O ex-presidente do TJ, desembargador Paulo Lessa, está ganhando, ao menos por enquanto, mais uma queda-de-braço no Conselho Nacional de Justiça (CNJ) contra o desembargador José Ferreira Leite, que também já comandou o Judiciário mato-grossense. Nesta terça (9), o conselheiro José Adonis Callou de Araújo Sá, relator do procedimento administrativo que tramita no CNJ, votou contrário ao pedido da defesa de Ferreira Leite para anular a contratação da Velloso e Bertollini Contabilidade, Auditoria e Consultoria Ltda. Contratada na gestão de Lessa (2007 a 2009), a empresa foi a responsável pela auditoria interna que apontou liberação de créditos irregulares a magistrados por Ferreira Leite.
O trabalho de auditoria serviu como base para a denúncia de supostos desvios irregulares dos cofres do Judiciário na gestão Ferreira Leite (2003 a 2005) e que teriam envolvido desembargadores e juízes. Conforme a denúncia de Ferreira Leite, a empresa foi contratada por Paulo Lessa sem licitação. Ele chegou a acusar a Velloso e Bertollini de ser um estabelecimento fantasma. De acordo com a denúncia, a contratação foi realizada sem adequada estimativa de custos e comprovação de preços praticados no mercado ou no âmbito da administração pública. Denúncia sobre denúncia é o contexto desta queda- de-braço entre dois grupos do Judiciário que não se "bicam". Numa reação à divulgação dos supostos pagamentos irregulares, o desembargador Ferrira Leite tentou desqualificar a auditoria de Lessa.

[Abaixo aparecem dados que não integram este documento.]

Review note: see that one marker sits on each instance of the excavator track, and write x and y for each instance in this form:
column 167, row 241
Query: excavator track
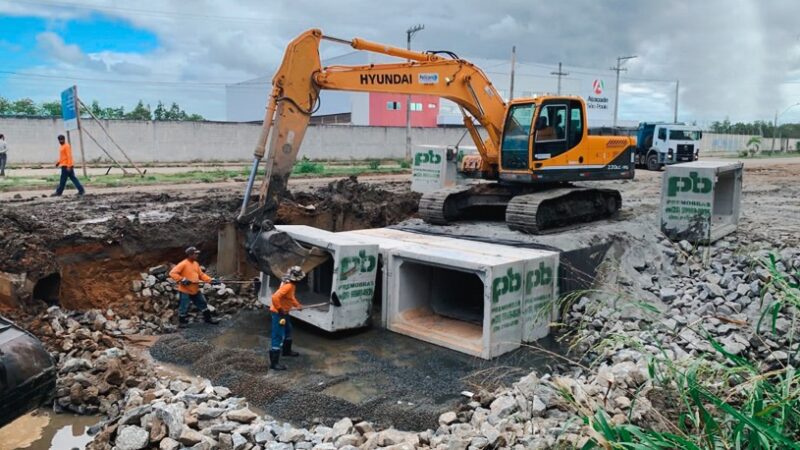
column 433, row 206
column 540, row 211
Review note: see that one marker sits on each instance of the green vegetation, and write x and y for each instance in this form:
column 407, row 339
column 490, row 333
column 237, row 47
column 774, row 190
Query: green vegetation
column 305, row 165
column 29, row 108
column 304, row 168
column 759, row 128
column 716, row 400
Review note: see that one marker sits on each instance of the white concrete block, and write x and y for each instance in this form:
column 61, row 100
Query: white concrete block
column 430, row 169
column 478, row 298
column 349, row 275
column 700, row 200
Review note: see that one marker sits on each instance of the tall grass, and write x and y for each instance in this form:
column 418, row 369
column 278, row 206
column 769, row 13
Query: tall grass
column 717, row 400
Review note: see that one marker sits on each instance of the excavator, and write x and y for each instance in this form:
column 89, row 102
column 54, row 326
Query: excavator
column 533, row 148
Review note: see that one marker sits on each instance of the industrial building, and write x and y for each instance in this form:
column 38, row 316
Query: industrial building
column 245, row 101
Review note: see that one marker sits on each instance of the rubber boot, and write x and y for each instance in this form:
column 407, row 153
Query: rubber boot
column 274, row 359
column 287, row 348
column 208, row 319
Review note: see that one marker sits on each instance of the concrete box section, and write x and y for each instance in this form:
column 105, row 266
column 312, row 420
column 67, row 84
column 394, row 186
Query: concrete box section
column 431, row 170
column 478, row 298
column 349, row 275
column 700, row 200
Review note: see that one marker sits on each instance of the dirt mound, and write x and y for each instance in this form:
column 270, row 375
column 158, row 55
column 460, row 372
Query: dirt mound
column 347, row 204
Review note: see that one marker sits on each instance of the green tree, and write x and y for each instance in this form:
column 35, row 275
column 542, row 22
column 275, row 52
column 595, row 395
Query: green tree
column 140, row 112
column 5, row 107
column 51, row 109
column 24, row 107
column 160, row 113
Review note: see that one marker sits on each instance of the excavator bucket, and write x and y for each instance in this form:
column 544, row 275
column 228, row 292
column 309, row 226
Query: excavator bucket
column 274, row 252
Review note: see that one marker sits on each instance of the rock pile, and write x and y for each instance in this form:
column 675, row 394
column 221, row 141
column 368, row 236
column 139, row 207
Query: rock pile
column 731, row 295
column 184, row 413
column 94, row 370
column 157, row 296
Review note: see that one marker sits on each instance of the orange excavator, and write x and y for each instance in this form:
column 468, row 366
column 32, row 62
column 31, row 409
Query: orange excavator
column 533, row 149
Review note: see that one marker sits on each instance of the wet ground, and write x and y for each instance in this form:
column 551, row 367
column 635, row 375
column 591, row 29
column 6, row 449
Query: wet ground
column 371, row 373
column 45, row 430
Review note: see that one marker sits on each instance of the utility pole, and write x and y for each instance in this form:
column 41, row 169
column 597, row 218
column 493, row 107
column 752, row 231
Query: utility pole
column 677, row 89
column 618, row 69
column 409, row 33
column 559, row 74
column 775, row 126
column 513, row 63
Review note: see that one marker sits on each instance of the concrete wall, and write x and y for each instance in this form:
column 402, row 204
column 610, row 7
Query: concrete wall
column 34, row 140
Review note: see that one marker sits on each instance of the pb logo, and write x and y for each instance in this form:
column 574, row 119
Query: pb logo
column 692, row 183
column 541, row 276
column 510, row 282
column 353, row 264
column 427, row 157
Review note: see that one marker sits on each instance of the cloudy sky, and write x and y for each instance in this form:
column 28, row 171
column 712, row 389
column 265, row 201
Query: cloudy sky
column 738, row 59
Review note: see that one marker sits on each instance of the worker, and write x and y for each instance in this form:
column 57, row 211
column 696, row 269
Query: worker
column 283, row 301
column 67, row 168
column 189, row 275
column 3, row 155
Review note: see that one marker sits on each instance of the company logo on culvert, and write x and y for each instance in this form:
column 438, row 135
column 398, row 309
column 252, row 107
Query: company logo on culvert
column 352, row 264
column 598, row 86
column 510, row 282
column 541, row 276
column 693, row 183
column 427, row 157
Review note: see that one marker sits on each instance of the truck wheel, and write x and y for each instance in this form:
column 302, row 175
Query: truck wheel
column 652, row 162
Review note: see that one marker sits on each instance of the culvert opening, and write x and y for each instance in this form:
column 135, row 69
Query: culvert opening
column 443, row 305
column 48, row 289
column 315, row 288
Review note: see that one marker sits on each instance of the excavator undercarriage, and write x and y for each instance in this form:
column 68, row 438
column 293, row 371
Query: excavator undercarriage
column 532, row 209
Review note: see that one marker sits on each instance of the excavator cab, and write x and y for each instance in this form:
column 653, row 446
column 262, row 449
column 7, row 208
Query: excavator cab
column 539, row 130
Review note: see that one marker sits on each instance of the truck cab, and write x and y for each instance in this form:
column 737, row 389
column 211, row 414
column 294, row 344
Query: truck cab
column 660, row 144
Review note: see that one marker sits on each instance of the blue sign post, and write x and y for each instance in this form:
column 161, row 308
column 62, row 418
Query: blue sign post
column 69, row 109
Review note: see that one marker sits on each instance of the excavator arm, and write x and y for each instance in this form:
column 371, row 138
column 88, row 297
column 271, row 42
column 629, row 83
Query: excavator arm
column 294, row 97
column 300, row 78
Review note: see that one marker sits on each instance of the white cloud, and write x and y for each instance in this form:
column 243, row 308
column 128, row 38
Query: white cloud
column 732, row 56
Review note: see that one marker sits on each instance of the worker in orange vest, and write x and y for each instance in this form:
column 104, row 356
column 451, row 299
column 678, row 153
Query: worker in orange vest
column 67, row 168
column 189, row 275
column 283, row 301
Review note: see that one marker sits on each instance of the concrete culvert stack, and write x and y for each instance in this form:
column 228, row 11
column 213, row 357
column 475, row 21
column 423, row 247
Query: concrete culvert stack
column 341, row 289
column 477, row 298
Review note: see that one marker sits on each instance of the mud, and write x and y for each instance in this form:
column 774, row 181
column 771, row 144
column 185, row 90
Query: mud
column 91, row 247
column 374, row 374
column 347, row 204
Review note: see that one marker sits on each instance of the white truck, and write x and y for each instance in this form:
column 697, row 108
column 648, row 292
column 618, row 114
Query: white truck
column 661, row 144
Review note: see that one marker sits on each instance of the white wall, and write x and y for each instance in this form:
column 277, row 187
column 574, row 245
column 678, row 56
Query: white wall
column 34, row 140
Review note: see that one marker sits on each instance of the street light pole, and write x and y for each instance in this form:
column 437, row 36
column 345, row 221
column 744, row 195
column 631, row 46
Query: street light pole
column 775, row 126
column 409, row 33
column 560, row 73
column 618, row 69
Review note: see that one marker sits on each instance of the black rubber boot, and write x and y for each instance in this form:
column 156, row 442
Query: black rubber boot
column 274, row 359
column 208, row 319
column 287, row 348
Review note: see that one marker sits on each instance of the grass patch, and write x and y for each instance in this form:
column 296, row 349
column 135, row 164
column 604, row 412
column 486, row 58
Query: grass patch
column 304, row 168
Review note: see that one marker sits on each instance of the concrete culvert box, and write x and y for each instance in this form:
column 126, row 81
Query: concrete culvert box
column 472, row 297
column 700, row 201
column 347, row 278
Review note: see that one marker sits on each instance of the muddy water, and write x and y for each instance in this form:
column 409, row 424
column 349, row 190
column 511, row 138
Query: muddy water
column 45, row 430
column 373, row 373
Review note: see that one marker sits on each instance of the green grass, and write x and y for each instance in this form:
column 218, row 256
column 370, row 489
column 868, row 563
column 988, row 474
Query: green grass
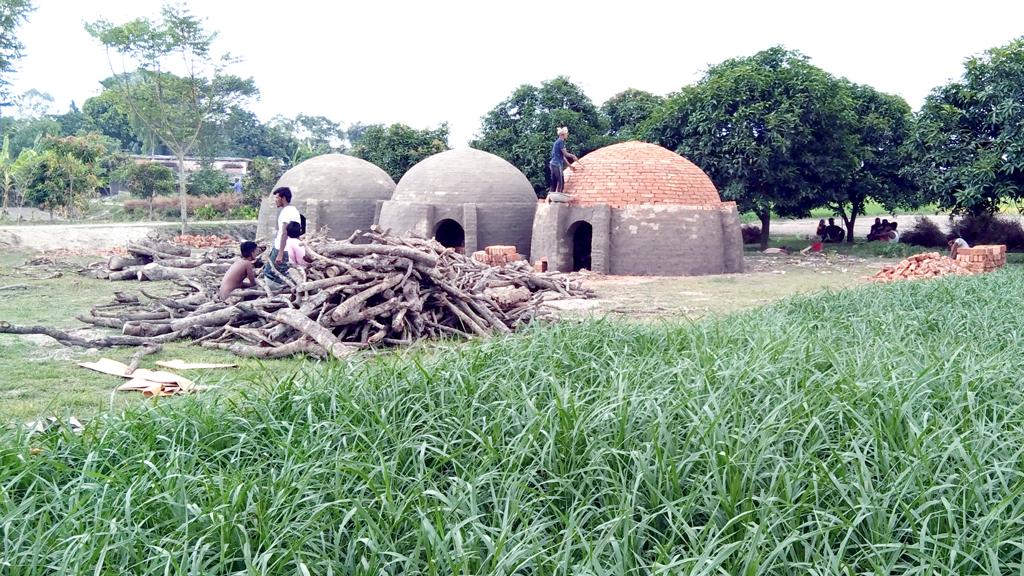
column 876, row 430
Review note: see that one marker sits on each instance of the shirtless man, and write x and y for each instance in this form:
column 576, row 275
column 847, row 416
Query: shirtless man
column 241, row 275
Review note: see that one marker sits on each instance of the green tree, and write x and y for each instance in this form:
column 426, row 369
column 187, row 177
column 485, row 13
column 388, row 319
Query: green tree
column 148, row 179
column 12, row 13
column 176, row 109
column 967, row 142
column 396, row 148
column 521, row 128
column 879, row 130
column 628, row 111
column 66, row 173
column 108, row 115
column 771, row 130
column 208, row 181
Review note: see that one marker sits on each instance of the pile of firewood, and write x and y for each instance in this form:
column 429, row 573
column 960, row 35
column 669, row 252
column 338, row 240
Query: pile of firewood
column 387, row 291
column 204, row 241
column 929, row 264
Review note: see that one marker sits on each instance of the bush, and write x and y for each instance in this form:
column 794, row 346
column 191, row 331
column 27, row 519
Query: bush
column 751, row 233
column 987, row 229
column 168, row 207
column 924, row 232
column 208, row 181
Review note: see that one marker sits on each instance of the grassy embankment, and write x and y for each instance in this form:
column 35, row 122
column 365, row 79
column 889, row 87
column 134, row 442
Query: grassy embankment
column 869, row 430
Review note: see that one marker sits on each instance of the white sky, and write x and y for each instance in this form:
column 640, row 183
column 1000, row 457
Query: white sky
column 426, row 62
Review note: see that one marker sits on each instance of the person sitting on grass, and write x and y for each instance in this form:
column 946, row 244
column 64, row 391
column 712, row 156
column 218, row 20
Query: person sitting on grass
column 955, row 243
column 820, row 233
column 241, row 274
column 876, row 231
column 295, row 250
column 834, row 234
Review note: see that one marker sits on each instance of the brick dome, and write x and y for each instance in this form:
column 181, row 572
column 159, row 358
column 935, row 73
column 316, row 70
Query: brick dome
column 633, row 173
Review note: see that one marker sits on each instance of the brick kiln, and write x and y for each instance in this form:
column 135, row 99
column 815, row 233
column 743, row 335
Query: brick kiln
column 637, row 208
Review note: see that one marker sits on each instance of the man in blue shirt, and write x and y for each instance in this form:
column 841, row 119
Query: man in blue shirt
column 559, row 158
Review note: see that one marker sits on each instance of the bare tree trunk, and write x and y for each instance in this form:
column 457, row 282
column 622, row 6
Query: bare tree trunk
column 182, row 193
column 765, row 228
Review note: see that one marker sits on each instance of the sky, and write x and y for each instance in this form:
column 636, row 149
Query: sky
column 427, row 62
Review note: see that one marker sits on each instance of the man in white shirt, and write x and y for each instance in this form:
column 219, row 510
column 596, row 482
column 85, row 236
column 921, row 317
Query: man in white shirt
column 289, row 213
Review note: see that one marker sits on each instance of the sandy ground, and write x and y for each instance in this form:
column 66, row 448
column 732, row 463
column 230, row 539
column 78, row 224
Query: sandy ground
column 77, row 237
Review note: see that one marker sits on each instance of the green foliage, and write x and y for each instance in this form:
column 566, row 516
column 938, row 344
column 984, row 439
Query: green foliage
column 396, row 148
column 12, row 13
column 148, row 179
column 924, row 232
column 967, row 144
column 989, row 229
column 629, row 111
column 521, row 129
column 769, row 129
column 175, row 109
column 876, row 136
column 863, row 432
column 263, row 174
column 208, row 181
column 108, row 114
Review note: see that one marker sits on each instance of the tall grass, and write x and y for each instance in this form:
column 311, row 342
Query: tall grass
column 878, row 430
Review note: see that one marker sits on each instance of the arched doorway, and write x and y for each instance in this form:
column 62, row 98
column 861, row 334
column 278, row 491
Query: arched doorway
column 582, row 235
column 451, row 235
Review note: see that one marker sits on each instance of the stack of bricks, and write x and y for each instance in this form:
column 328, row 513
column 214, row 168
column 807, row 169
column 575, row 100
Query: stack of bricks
column 982, row 258
column 497, row 255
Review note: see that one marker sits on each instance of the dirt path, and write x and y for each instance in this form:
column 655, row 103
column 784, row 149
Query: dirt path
column 99, row 237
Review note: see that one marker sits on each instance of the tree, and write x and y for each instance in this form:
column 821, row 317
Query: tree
column 879, row 129
column 12, row 13
column 967, row 139
column 175, row 109
column 66, row 173
column 521, row 128
column 397, row 148
column 769, row 129
column 108, row 115
column 628, row 111
column 148, row 179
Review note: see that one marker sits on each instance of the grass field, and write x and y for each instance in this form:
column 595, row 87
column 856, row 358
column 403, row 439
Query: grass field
column 875, row 430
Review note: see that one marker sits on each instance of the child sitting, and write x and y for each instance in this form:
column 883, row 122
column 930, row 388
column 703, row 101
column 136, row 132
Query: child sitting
column 241, row 274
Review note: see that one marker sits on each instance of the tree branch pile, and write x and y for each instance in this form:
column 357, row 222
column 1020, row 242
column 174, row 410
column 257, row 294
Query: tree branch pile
column 382, row 291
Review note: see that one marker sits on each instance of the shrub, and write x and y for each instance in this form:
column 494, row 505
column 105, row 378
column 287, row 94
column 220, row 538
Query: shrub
column 208, row 181
column 924, row 232
column 987, row 229
column 751, row 233
column 168, row 207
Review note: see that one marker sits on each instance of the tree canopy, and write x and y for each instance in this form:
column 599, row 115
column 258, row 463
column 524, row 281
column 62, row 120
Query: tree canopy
column 176, row 108
column 969, row 139
column 12, row 14
column 521, row 128
column 397, row 148
column 769, row 129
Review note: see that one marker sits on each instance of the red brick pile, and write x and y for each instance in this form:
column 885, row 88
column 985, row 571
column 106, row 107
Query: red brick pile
column 931, row 264
column 983, row 258
column 497, row 255
column 201, row 241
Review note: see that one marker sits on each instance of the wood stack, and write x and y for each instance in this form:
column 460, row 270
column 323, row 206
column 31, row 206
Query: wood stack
column 498, row 255
column 983, row 258
column 929, row 264
column 386, row 291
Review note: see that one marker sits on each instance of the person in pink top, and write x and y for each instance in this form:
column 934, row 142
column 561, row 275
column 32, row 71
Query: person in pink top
column 294, row 247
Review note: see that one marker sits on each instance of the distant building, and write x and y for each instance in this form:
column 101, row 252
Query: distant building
column 230, row 166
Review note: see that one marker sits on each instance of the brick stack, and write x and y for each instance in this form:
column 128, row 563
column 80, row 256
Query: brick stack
column 497, row 255
column 983, row 258
column 636, row 173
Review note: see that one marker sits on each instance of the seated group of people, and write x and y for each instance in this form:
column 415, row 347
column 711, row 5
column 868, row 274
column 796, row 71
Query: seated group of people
column 833, row 234
column 884, row 231
column 288, row 250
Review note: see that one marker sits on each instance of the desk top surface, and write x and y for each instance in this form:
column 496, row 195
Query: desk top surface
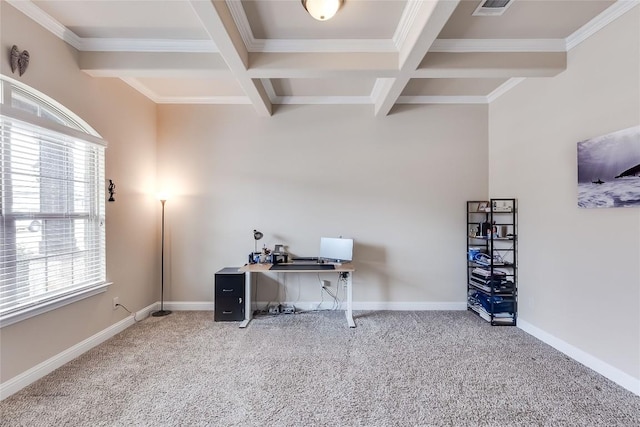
column 264, row 268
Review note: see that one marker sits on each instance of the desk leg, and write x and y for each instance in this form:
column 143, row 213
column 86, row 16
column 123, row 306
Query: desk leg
column 349, row 311
column 248, row 313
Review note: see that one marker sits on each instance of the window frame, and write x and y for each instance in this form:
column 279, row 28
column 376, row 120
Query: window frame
column 61, row 121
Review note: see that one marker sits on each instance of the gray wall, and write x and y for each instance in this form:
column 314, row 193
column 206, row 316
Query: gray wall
column 396, row 184
column 579, row 268
column 127, row 121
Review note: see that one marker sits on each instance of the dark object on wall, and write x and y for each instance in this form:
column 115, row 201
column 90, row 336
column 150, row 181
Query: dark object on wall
column 112, row 191
column 19, row 60
column 229, row 295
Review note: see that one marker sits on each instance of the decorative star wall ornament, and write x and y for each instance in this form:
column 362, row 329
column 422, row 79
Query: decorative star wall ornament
column 19, row 60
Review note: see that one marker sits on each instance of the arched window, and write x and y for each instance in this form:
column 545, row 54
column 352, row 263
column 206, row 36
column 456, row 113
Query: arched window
column 52, row 205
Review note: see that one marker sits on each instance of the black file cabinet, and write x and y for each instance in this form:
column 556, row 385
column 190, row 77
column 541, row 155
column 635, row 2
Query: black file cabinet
column 229, row 295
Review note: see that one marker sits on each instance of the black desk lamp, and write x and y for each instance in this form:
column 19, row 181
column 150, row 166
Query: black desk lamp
column 257, row 235
column 162, row 311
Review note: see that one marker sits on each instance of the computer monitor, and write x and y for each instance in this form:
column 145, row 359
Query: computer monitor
column 336, row 249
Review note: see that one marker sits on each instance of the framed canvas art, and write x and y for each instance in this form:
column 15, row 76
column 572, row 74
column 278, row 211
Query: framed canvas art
column 609, row 170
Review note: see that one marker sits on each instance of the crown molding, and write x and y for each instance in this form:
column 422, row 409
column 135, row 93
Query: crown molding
column 442, row 100
column 46, row 21
column 205, row 100
column 609, row 15
column 498, row 45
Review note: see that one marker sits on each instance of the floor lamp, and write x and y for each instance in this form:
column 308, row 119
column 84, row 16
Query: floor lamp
column 162, row 311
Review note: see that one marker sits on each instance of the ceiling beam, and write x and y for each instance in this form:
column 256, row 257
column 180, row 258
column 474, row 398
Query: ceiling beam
column 218, row 22
column 429, row 21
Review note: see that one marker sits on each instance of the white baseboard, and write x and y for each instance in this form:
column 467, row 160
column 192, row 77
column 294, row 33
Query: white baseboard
column 22, row 380
column 410, row 306
column 372, row 305
column 614, row 374
column 188, row 305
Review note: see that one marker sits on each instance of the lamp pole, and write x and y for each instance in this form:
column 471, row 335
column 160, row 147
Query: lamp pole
column 162, row 311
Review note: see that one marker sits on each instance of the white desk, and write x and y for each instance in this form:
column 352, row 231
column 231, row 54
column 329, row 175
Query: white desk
column 249, row 269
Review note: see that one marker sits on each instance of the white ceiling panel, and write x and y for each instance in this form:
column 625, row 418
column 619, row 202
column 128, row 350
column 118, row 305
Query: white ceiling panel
column 326, row 87
column 357, row 19
column 266, row 52
column 164, row 19
column 451, row 87
column 193, row 87
column 524, row 19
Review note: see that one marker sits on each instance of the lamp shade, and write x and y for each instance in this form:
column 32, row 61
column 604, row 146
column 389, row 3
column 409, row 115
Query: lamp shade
column 322, row 10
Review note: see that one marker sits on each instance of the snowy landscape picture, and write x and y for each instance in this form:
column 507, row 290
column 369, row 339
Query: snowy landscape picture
column 609, row 170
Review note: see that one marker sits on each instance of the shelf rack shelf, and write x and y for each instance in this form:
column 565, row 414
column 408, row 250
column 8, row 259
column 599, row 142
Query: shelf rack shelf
column 492, row 286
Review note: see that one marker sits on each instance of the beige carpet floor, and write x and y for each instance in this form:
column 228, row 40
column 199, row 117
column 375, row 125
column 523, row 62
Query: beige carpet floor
column 394, row 369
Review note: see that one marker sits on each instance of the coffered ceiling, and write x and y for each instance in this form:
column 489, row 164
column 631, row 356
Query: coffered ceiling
column 271, row 52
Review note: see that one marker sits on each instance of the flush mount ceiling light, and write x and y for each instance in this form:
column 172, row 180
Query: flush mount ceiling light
column 322, row 10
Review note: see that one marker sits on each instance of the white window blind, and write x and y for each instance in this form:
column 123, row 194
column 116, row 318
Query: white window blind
column 52, row 216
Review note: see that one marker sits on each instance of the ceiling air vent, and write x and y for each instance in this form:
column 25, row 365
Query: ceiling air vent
column 492, row 7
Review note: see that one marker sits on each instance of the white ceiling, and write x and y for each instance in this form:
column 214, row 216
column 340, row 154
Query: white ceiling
column 271, row 52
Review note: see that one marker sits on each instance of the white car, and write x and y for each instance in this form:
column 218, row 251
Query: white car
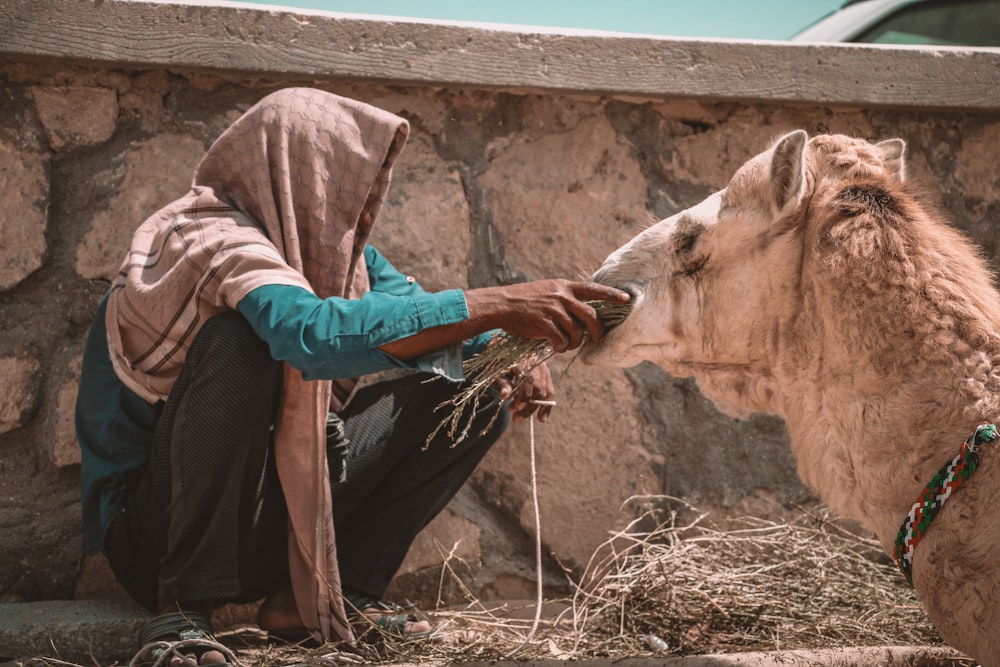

Com o apoio do ex-corregedor-geral de Justiça, desembargador Orlando Perri, Lessa levou ao CNJ denúncias de mau uso do dinheiro público na gestão de Ferreira Leite. Teriam ocorrido, entre outras mazelas, supostos pagamentos irregulares de verbas que, por sua vez, eram enviados para grupos maçônicos com dificuldades financeiras. O grupo de Ferreira Leite é aliado do atual presidente, desembargador Mariano Travassos. Sobre a justificativa de dispensa de licitação, por inexigibilidade, Lessa argumentou que a disputa por tal contrato prejudicaria o caráter sigiloso, investigatório e de urgência dos serviços de auditoria.
Voto
O conselheiro José Adonnis acatou parcialmente o pedido de Ferreira Leite pelo fato do empenho de um aditivo ter sido efetuado posteriormente à emissão da nota fiscal. Sendo assim, não houve nulidade da auditoria e o conselheiro-relator considerou: “tão somente em razão da não observância dos estágios legais da despesa relativa ao Termos Aditivo formalizado em 31-3-2008, e, ainda, em face de impropriedade não causadora de dano ao erário, por recomendar à atual gestão do Tribunal de Justiça de Mato Grosso, o rigor necessário emtodos os procedimentos de aquisição e contratação, evitando o descumprimento de princípios e regras legais vigentes”.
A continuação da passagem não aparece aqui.